Um princípio importante encontrado na Bíblia Hebraica (vulgarmente conhecida como “Velho” Testamento) e na tradição judaica é a de que Deus NÃO pode perdoar a maldade que uma pessoa comete contra outra.

Algumas pessoas podem ficar perplexas diante dessa constatação (especialmente se oriundas de uma formação cristã), mas se pararmos para refletir com calma na questão, por que Deus poderia perdoar tais coisas?

Vamos supor que, você, o leitor saiba que a pessoa X cometeu uma maldade contra a pessoa Y. Talvez um ato de violência, de expropriação, de roubo, de difamação, de engano… Agora, você poderia perdoar a pessoa X pelo que ela cometeu contra a pessoa Y? Não né? Nós pensaríamos que, se a pessoa X quer obter desculpas, ela deveria pedir desculpas à pessoa Y, e mais do que isso, reparar de alguma forma o mal feito, por exemplo, indenizando-a ou sujeitando-se a uma punição pelo ato cometido. Apenas assim uma reconciliação completa poderia ocorrer entre os 2 indivíduos. Você, ou qualquer outra pessoa fora os envolvidos, não poderiam ‘consertar’ aquilo que foi quebrado quando a maldade em questão foi cometida por X contra Y.

Agora, a grande questão é que Deus, enquanto um personagem do texto bíblico e da tradição oral judaica, também é nesse sentido um ‘terceiro’ em relação às pessoas X e Y. Se você não pode perdoar o que X fez contra Y, Deus também não pode perdoar! Porque o motivo de você não poder perdoar X é justamente que você NÃO é Y, a pessoa prejudicada. E nesse sentido Deus também não é Y, logo, não pode perdoar X.*

Isso leva a algumas consequências interessantes.

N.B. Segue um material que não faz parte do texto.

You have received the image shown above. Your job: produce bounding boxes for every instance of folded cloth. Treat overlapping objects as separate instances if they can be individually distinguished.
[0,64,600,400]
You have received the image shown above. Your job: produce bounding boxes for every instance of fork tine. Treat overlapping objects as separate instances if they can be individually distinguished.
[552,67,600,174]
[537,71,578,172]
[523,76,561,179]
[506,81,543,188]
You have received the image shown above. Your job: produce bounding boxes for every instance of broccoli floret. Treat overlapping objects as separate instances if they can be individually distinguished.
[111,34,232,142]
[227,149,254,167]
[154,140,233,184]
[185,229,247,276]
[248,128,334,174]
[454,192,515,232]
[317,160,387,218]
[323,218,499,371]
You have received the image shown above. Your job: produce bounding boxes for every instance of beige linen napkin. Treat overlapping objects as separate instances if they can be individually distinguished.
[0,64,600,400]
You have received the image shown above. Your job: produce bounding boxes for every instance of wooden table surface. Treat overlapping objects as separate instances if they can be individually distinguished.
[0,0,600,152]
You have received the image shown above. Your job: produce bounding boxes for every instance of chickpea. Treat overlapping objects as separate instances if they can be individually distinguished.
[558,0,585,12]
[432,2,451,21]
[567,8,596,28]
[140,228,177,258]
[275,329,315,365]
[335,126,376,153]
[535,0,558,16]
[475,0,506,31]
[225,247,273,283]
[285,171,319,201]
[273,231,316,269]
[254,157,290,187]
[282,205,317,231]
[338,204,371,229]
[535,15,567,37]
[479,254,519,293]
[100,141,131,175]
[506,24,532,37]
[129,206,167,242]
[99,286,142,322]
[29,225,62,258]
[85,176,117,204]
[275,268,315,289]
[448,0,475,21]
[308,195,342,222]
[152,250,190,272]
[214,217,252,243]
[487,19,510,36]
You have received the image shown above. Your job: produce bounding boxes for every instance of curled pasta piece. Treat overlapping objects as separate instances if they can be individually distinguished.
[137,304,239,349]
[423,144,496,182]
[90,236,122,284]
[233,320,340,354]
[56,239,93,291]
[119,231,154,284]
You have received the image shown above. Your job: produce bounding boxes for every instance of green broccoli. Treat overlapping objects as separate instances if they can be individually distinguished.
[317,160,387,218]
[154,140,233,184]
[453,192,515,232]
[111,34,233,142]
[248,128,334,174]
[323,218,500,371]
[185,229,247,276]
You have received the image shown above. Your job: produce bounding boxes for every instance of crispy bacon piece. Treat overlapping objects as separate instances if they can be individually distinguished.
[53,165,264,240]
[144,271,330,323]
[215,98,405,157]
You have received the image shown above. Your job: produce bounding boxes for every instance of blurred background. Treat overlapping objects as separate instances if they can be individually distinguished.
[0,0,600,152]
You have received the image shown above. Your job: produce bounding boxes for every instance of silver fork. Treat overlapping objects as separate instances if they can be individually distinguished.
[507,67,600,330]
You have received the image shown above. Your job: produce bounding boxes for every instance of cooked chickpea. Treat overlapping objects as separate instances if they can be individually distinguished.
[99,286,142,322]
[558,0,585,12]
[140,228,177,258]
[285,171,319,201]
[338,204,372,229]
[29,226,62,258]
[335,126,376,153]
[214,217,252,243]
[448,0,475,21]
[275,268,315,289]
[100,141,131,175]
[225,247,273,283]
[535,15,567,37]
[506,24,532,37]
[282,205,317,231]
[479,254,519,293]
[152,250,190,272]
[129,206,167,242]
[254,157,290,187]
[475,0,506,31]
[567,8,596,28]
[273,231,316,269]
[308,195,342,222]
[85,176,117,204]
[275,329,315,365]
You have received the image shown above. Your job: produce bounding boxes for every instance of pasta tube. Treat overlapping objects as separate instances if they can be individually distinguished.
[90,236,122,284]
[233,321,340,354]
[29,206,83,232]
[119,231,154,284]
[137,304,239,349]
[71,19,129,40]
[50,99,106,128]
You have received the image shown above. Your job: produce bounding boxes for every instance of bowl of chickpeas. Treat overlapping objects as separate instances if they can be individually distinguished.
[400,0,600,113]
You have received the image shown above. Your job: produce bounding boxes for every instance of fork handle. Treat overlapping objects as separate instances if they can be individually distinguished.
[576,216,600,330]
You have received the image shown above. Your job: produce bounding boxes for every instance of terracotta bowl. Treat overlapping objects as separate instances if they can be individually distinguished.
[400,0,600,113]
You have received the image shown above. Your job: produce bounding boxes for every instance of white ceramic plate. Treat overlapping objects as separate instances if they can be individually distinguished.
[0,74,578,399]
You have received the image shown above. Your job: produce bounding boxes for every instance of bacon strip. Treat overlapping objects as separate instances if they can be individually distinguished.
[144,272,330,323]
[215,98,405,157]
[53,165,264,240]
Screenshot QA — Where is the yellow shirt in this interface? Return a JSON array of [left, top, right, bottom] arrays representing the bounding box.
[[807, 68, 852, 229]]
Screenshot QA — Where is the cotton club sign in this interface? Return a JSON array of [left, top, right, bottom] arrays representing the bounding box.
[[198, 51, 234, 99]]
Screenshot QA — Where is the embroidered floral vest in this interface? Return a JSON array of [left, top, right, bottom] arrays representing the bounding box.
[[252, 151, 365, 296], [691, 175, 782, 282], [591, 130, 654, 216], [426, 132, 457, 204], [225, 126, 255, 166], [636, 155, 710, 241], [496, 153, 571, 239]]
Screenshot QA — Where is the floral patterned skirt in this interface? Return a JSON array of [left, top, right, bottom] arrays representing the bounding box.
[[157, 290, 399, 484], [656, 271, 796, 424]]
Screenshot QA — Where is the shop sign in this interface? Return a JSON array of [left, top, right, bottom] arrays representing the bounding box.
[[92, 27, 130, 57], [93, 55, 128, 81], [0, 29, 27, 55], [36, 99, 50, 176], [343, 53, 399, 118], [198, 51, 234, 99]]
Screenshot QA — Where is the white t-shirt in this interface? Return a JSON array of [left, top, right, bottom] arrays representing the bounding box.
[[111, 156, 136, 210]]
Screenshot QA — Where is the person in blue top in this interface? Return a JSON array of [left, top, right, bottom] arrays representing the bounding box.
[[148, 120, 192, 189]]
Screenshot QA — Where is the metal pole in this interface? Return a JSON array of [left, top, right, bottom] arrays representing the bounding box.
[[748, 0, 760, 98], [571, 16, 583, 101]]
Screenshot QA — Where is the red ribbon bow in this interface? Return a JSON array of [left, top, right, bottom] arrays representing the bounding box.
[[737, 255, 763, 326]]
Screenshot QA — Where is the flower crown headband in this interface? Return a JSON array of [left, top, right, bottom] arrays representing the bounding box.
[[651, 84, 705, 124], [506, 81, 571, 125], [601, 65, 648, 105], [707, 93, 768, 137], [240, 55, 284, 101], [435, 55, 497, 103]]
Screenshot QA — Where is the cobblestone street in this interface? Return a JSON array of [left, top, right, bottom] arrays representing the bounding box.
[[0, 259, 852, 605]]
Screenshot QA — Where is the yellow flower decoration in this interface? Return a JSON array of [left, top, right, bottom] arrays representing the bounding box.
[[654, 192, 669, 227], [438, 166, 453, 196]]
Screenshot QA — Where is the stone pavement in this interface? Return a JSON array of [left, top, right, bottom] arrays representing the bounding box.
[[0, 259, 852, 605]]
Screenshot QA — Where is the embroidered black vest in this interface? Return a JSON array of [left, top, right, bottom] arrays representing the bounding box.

A primeira é que, para as Escrituras Hebraicas e a tradição judaica, as transgressões de um ser humano contra outro são mais graves que as transgressões cometidas contra Deus.

O motivo é que Deus é comparável a uma pessoa que perdoa facilmente as ofensas cometidas contra si. A disposição divina é muito mais voltada ao perdão do que ao castigo. Segundo o texto bíblico, Deus demora a irar-se, mas é rápido em arrepender-se do mal (da ‘punição’ pretendida). Ou seja, lento em trazer retaliação, mas rápido em fazê-la cessar.

“Mas isso desagradou extremamente a Jonas, e ele ficou irado.
E orou ao Senhor, e disse: Ah! Senhor! Não foi esta minha palavra, estando ainda na minha terra? Por isso é que me preveni, fugindo para Társis, pois sabia que és Deus compassivo e misericordioso, longânimo e grande em benignidade, e que te arrependes do mal.” (Jonas 4:1,2)

“O Senhor é tardio em irar-se, mas grande em poder, e ao culpado não tem por inocente” (Naum 1:3)

“O Senhor é compassivo e misericordioso, mui paciente e cheio de amor.
Não acusa sem cessar nem fica ressentido para sempre;
não nos trata conforme os nossos pecados nem nos retribui conforme as nossas iniqüidades.” (Salmos 103:8–10)

Por outro lado, os textos bíblicos também enfatizam o quanto Deus se importa com o sofrimento dos injustiçados, e como Ele (mesmo que demore) trará retaliação se os humanos eles mesmos não conseguirem resolver tais injustiças e mal feitos.

“O Senhor faz justiça e defende a causa dos oprimidos.” (Salmos 103:6)

Uma aplicação interessante disso está no contraste entre as histórias do dilúvio de Noé e da Torre de Babel. Na história de Noé, os humanos estavam cometendo maldades uns contra os outros (roubo, rapto, violência, estupro), e por isso Deus chega a se arrepender da criação dos seres humanos, trazendo uma quase extinção da espécie humana. Por outro lado, na história da Torre de Babel, os humanos estavam apenas desafiando Deus a princípio. Então, a punição foi muito mais branda: confundir as línguas para espalhá-los ao longo da terra, fazendo assim encerrar a construção da Torre.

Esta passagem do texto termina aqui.